In a larger project your success will depend upon your concordance to the appropriate strategic plan for your company. This is a fairly sensitive and deep subject: nothing seems to be as politicized in a company as much as the knowledge and implementation of its strategic plan. Many of the decisions and tradeoffs that you make very early in the architectural design will depend however upon a firm understanding of how your company will spend money, invest, and hire people across a range of various timeframes.
To further complicate matters once you have this wisdom, even though you may use it to guide system design decisions, it may still be in your best interest to safeguard your insight as private. High diplomacy may be in order.

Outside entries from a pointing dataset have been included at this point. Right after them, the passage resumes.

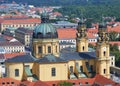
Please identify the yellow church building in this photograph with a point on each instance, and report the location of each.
(47, 63)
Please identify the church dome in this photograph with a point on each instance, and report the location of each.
(45, 29)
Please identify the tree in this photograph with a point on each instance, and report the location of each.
(113, 36)
(65, 84)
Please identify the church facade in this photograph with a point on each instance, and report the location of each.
(47, 63)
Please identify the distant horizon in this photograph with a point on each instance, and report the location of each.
(64, 3)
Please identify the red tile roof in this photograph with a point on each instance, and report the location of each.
(21, 21)
(104, 81)
(77, 82)
(116, 42)
(11, 55)
(57, 14)
(95, 31)
(7, 43)
(66, 33)
(90, 35)
(115, 29)
(11, 81)
(37, 83)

To reach this firm foundation you need to understand your company, its finances, the industry in which it competes, and your direct competitors. You can research some of this through public sources, but you will still need to rely on the experience of the smarter and more senior employees for their knowledge.
Most people will be happy to give their counsel and experience if you establish a non-confrontational and supportive friendship with them. You also need to understand and appreciate the nature of their advice, and be thankful and willing to give them public credit for their ideas and contributions.
Most companies (and industries) follow a natural cycle of growth and decline. Even companies approaching the end of their utility however can still keep folks gainfully employed for a short while; under such circumstances you will certainly focus your approach more on quick results than long term maintainability, yet you still need to proceed in a courteous and professional manner.
Finally, remember to always balance your decisions with your innate sense for what is the right thing to do.